The problem is that, in your first function, you are calling the non-memoized version of fibonacci recursively, not the memoized version of fib. A way around this would be to define fib like this:

(define (fib n)
    (display "computing fib of ")
    (display n) (newline)
    (cond ((= n 0) 0)
        ((= n 1) 1)
        (else (+ (mem-fib (- n 1)) ;; Notice we're calling the memoized version here
                (mem-fib (- n 2))))))
(define mem-fib (memoize fib))

An arguably better way would be to do the following:

(define (fib n)
    (display "computing fib of ")
    (display n) (newline)
    (cond ((= n 0) 0)
        ((= n 1) 1)
        (else (+ (fib (- n 1)) ;; Notice we're calling the NON-memoized version here
                (fib (- n 2))))))
(set! fib (memoize fib)) ;; but we redefine fib to be memoized

This means we're only using one name and it's memoized. There is no good way to have both versions laying around, but if you want to, here is one way you would do it (if you want to compare performance or something):

(define (fib n)
    (display "computing fib of ")
    (display n) (newline)
    (cond ((= n 0) 0)
        ((= n 1) 1)
        (else (+ (mem-fib (- n 1)) ;; Notice we're calling the memoized version here
                (mem-fib (- n 2))))))
(define mem-fib (memoize fib))
(set! fib (lambda (n)
    (display "computing fib of ")
    (display n) (newline)
    (cond ((= n 0) 0)
        ((= n 1) 1)
        (else (+ (fib (- n 1)) ;; Notice we're calling the NON-memoized version here
                (fib (- n 2)))))))
1
votes

Here is an alternative approach to this problem. This is in Racket, not Scheme, for which I apologise (it could be Scheme except I don't know how hashtables work in Scheme).

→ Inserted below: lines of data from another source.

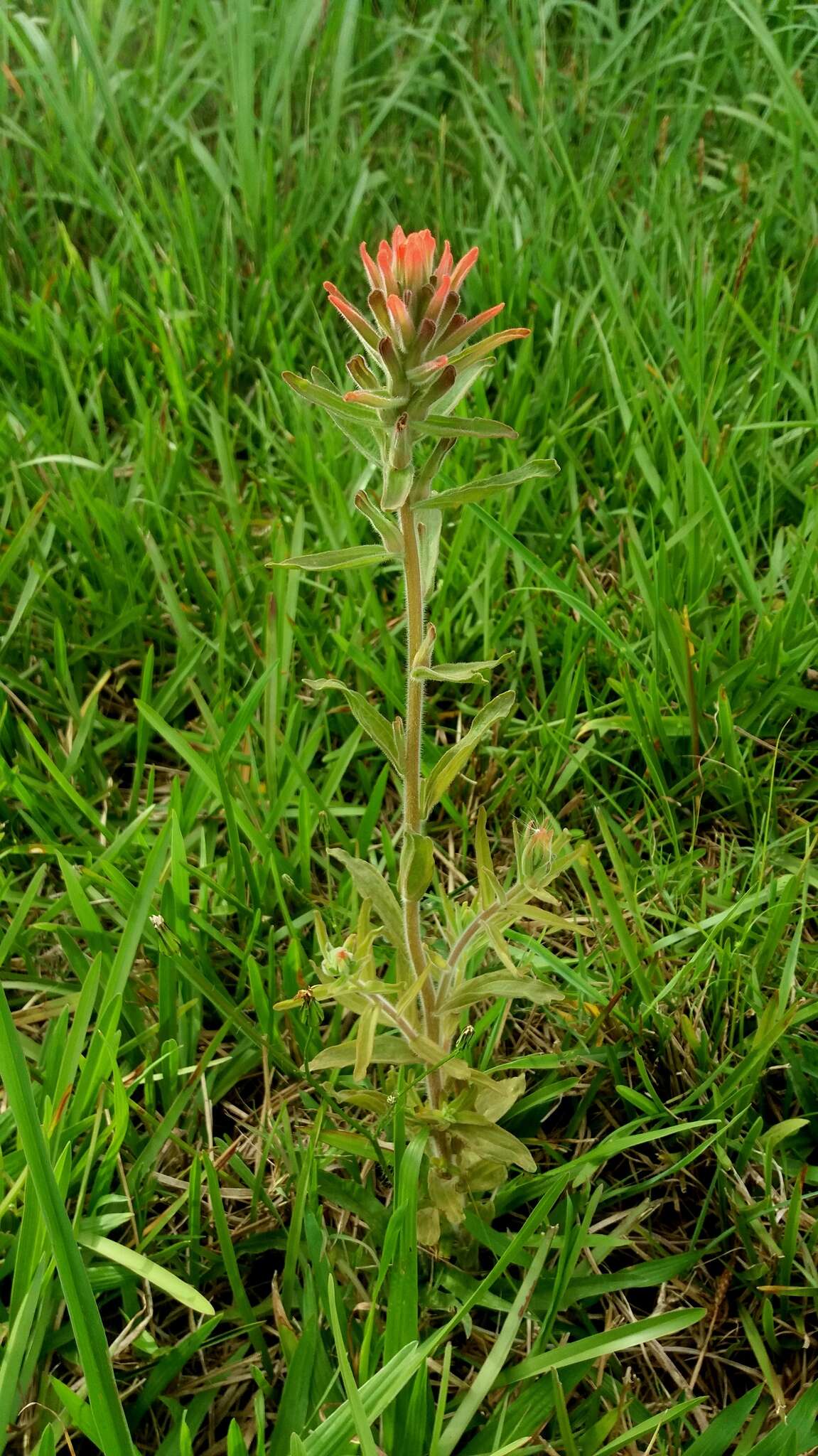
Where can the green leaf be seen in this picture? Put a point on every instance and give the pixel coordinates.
(361, 1420)
(448, 766)
(344, 560)
(372, 721)
(446, 426)
(461, 672)
(500, 983)
(15, 1351)
(365, 1040)
(429, 543)
(487, 1376)
(397, 486)
(329, 401)
(606, 1343)
(416, 865)
(386, 1049)
(360, 437)
(725, 1428)
(83, 1312)
(236, 1445)
(387, 529)
(372, 886)
(480, 490)
(485, 1138)
(146, 1268)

First of all, here is a Racket function to memoize a function of an arbitrary number of arguments on its first argument. It will be apparent why we need to allow extra arguments in a moment.

(define (memoize f (table (make-hasheqv)))
  ;; Memoize a function on its first argument.
  ;; table, if given, should be a mutable hashtable
  (λ (k . more)
    ;; hash-ref! looks up k in table, and if it is not there
    ;; sets it to be the result of calling the third argument (or
    ;; to the third argument if it's not callable).  thunk just makes
    ;; a function of no arguments.
    (hash-ref! table k
               (thunk (apply f k more)))))

Now here's the trick: rather than defining fib as a recursive function we define fib/c as a non-recursive function which knows how to do one-step of the Fibonacci series calculation and punts to another function to do the rest. It also tells you what it's doing as your function did.

(define (fib/c n c)
  ;; fib/c does one step of the fibonacci calculation,
  ;; calling c to do the remaining steps.
  (printf "fib of ~A~%" n)
  (if (<= n 2)
      1
      (+ (c (- n 1) c)
         (c (- n 2) c))))

Based on this we can very easily define fib/u, an unmemoized Fibonacci function which has the terrible performance you would expect, by just passing fib/c itself as its second argument:

(define (fib/u n)
  ;; unmemoized fib
  (fib/c n fib/c))

But now we can memoize it, and define a memoized version, fib/m (here's where you see why I needed memoize to allow more than one argument: we need to keep passing the memoized function down:

(define (fib/m n)
  ;; and here's a memoized fib
  (let ((fib/m (memoize fib/c)))
    (fib/m n fib/m)))

And now (4 is the first case where they differ):

> (fib/u 4)
fib of 4
fib of 3
fib of 2
fib of 1
fib of 2
3
> (fib/m 4)
fib of 4
fib of 3
fib of 2
fib of 1
3

And with the printing removed:

> (time (fib/u 40))
cpu time: 8025 real time: 7962 gc time: 26
102334155
> (time (fib/m 40))
cpu time: 1 real time: 1 gc time: 0
102334155

Note that this sort of approach, where you write a nonrecursive function & turn it into a recursive one, is closely-related to how the derivation of Y gets done (although these are normally very purist and insist on functions with only a single argument, so you end up with (λ (f) (λ (n) ... (f ...) ...)) rather than (λ (n c) ... (c ...) ...). It turns out that this is quite a useful trick.